Antes del almuerzo distinguisteis las aguas del Isar. Las primeras casas blancuzcas con tejados rojizos o de pizarra negra, las calzadas empedradas y los balcones con barandillas de madera repletos de flores rojas os anunciaron la entrada en el criadero nazi. Pudisteis haber envuelto la ciudad creando otra bolsa repleta de banderas blancas, pero no queríais. Además, el jefe de la agrupación, el coronel Guillebon, parecía necesitar un poco de acción después de tanto alemán rendido sin condiciones y, tal vez, una ligera parada en la progresión sin escalas desde Haguenau.
Apenas los artificieros revisaron el puente sobre el Isar y confirmaron que se hallaba libre de cargas —a Guillebon le había resultado extraño que permaneciera intacto—, los carros lo atravesaron. De inmediato distinguisteis una fortificación precedida de una planicie y de una bandera con las SS bordadas, que ondeaba por el viento alpino en la punta de un enorme mástil. Detrás, la cresta blanca de la cordillera.
Los blindados se desplegaron en formación de combate y avanzaron hacia la ciudadela.
—Joder, nos han copiado los molinos —vociferó Turuta.
Los españoles comprendisteis de inmediato las palabras del ciudadrealeño: el arco de la puerta, por el que cabrían cuatro Sherman en paralelo, incluso dejando un pasillo holgado entre ellos, se encontraba flanqueado por dos torres blancas y cilíndricas coronadas por un tejado cónico de pizarra, idénticas a enormes molinos sin aspas. A derecha e izquierda, adosado a las atalayas, se desplegaban unos trescientos metros de una edificación de dos plantas salpicada de ventanas.
—Deben de ser los chiqueros —bromeó Larita II desde el «Teruel».
Un Flak del 88 abrió fuego contra vosotros, el obús se perdió en el horizonte sin alcanzaros. De inmediato, los treinta Sherman de vanguardia dispararon sus cañones del 75 sobre la fortaleza. Cuando el humo se disipó, la fachada presentaba decenas de manchas y boquetes negruzcos. Aunque una bandera blanca se izó en uno de los torreones, seguisteis aproximándoos.

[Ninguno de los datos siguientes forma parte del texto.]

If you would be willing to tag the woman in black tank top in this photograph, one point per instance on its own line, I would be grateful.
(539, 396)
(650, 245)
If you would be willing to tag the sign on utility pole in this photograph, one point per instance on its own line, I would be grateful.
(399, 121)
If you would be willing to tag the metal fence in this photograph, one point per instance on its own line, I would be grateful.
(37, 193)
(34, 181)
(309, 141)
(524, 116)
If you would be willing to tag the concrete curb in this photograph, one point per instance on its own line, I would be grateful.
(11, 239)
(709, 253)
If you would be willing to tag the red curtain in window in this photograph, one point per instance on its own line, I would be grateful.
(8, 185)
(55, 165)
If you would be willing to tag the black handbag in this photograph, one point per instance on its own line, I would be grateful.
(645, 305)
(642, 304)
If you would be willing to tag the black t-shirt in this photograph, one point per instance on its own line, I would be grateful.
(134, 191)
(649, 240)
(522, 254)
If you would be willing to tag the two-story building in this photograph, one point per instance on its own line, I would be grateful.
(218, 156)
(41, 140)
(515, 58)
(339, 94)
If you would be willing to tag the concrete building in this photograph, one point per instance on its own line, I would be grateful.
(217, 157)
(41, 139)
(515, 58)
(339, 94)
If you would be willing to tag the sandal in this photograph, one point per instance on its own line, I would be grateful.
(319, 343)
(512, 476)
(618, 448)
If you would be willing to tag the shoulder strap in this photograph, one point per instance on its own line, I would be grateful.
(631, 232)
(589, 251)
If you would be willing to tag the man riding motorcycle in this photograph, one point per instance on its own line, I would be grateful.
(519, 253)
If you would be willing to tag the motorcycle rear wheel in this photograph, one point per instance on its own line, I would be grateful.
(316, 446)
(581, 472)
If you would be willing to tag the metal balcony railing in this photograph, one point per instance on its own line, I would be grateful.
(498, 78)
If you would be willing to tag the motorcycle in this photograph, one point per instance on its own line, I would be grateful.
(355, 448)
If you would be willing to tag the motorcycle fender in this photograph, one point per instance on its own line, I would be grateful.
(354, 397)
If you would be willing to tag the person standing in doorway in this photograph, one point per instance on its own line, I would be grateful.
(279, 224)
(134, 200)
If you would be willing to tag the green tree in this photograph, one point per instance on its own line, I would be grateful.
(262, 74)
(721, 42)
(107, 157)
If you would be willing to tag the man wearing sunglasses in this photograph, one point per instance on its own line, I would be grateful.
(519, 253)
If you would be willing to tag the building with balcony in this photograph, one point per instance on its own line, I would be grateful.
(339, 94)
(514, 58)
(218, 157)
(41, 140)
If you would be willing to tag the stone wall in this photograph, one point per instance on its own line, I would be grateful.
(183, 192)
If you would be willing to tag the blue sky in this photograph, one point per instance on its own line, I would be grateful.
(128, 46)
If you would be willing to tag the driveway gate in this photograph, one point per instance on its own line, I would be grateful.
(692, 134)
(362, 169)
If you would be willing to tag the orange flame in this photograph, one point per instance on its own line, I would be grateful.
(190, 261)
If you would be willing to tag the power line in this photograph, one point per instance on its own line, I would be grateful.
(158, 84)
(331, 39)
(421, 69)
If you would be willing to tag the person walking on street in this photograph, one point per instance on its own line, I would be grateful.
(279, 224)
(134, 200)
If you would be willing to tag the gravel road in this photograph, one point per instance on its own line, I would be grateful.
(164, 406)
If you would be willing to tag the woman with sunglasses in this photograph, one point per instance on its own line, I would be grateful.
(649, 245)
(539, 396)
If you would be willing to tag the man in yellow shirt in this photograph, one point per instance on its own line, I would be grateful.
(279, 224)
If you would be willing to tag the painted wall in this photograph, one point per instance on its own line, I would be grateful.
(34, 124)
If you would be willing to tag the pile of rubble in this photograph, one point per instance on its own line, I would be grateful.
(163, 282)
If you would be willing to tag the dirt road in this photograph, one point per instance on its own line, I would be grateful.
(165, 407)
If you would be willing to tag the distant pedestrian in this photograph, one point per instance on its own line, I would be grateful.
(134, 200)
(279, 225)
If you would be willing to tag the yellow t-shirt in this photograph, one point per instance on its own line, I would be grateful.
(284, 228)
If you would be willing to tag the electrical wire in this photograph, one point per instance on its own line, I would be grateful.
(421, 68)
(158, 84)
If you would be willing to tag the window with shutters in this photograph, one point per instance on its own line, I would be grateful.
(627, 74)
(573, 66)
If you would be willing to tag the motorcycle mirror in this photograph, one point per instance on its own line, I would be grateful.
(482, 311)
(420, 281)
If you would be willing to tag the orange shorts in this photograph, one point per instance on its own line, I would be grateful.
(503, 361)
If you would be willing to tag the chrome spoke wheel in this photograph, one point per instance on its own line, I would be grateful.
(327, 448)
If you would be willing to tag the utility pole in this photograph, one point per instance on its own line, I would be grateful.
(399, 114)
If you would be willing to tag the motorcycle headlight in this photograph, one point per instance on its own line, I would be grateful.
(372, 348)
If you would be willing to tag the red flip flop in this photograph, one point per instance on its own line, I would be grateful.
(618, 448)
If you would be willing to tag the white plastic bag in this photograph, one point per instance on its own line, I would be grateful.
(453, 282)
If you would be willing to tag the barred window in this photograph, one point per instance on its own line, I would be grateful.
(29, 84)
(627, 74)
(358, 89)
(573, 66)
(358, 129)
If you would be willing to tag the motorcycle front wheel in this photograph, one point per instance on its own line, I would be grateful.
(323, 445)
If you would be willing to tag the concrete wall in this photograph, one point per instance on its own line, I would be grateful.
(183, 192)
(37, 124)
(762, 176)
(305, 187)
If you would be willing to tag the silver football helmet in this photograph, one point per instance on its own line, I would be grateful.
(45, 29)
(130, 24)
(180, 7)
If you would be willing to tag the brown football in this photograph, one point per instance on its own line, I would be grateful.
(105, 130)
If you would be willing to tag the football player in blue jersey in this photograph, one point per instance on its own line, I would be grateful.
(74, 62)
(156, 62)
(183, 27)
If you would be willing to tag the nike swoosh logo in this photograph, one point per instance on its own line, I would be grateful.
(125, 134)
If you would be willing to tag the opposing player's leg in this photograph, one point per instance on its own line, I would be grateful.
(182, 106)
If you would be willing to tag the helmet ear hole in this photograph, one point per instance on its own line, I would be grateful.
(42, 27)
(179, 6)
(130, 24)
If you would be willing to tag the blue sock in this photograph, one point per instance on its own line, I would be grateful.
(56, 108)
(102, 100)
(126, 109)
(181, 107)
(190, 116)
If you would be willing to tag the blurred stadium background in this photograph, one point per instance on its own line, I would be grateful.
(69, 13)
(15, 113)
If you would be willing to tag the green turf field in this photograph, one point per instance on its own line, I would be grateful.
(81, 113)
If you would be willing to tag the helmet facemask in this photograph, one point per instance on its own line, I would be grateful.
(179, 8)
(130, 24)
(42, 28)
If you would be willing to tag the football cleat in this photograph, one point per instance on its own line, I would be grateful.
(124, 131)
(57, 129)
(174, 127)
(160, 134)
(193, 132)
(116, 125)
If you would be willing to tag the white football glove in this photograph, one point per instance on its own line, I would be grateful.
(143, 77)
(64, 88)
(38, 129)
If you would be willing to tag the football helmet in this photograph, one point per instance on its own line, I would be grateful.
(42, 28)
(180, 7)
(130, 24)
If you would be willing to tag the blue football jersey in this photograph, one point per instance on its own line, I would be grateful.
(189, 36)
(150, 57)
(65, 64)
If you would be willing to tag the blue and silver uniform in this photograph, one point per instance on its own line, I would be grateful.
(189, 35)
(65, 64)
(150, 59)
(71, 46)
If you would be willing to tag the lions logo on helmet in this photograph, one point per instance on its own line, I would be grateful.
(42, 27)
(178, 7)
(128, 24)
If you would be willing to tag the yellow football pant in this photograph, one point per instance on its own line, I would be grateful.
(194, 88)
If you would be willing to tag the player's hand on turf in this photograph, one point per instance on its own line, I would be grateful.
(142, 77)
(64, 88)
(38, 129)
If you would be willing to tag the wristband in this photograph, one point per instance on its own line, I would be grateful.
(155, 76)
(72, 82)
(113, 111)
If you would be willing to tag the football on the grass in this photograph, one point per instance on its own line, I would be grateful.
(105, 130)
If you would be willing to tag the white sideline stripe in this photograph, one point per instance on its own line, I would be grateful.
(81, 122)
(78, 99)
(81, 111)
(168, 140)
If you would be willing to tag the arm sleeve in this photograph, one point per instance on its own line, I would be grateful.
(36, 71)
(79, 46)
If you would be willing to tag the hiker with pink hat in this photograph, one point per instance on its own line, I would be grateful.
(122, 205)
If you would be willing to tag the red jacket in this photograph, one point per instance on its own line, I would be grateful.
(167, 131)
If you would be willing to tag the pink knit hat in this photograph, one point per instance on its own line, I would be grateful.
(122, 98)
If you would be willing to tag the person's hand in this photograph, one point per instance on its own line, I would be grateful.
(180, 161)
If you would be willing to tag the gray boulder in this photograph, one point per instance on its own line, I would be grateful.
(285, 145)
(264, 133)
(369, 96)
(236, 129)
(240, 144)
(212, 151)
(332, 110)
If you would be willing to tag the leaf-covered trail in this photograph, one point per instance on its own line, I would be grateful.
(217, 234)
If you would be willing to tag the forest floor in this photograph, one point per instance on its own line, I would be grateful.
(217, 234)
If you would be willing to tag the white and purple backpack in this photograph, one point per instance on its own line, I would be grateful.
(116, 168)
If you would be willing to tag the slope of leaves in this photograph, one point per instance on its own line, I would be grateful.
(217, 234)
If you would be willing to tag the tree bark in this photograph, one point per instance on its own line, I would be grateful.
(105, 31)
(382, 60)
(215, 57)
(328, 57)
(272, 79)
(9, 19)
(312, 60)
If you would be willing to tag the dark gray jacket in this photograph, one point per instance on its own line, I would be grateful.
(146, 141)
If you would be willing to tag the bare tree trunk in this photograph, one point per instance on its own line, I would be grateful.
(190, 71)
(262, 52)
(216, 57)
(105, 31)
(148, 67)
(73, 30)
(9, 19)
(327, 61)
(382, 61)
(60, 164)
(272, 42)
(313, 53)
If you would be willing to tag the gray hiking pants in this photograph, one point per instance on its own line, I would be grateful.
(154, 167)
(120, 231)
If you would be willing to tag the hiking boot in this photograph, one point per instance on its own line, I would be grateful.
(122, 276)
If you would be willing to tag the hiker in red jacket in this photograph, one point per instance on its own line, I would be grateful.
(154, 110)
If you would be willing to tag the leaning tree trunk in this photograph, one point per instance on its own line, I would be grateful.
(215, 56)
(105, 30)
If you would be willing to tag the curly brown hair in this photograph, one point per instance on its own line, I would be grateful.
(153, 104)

A menos de cien metros del arco de acceso, oísteis un himno acompañado del sonido de instrumentos musicales, proveniente del interior. En aquellos cánticos, os pareció identificar algún término: «Gloria, gloria…». A continuación, unos cincuenta jóvenes soldados alemanes se dirigieron hacia vosotros marcando el paso de la oca en tres columnas. Iban precedidos de una bandera blanca y de un estandarte con la esvástica bordada. A su lado desfilaba un comandante de las SS; detrás, seis uniformados redoblaban los tambores a su paso y doce les acompañaban con el toque de trombones de varas.
—En vez de morlacos, nos ofrecen cabestros.
Las palabras de Larita II definieron la situación: cien blindados dispuestos a abrir fuego y repletos de soldados que habían derrotado machete en mano al Afrika Korps, se encontraban frente a cinco docenas de niñatos rubios y arrogantes, envueltos en el uniforme de las SS, que desfilaban al ritmo de una marcha militar antes de entregarse.
—¡Basta! —gritó el capitán Tuyeras desde las filas de la 12.ª compañía y vació el cargador de la Thompson a los pies del soldado que portaba el estandarte.
Los tambores y trombones callaron y ensordecieron los cánticos. El miedo inundó el rostro de los alemanes. Todos lo aventurasteis: al capitán de la nariz ganchuda se le habían revuelto los intestinos ante el desfile de los nazis. De buena gana hubiese vaciado el tambor de su ametralladora sobre aquellos imberbes que se creían semidioses y habían gaseado a su pueblo.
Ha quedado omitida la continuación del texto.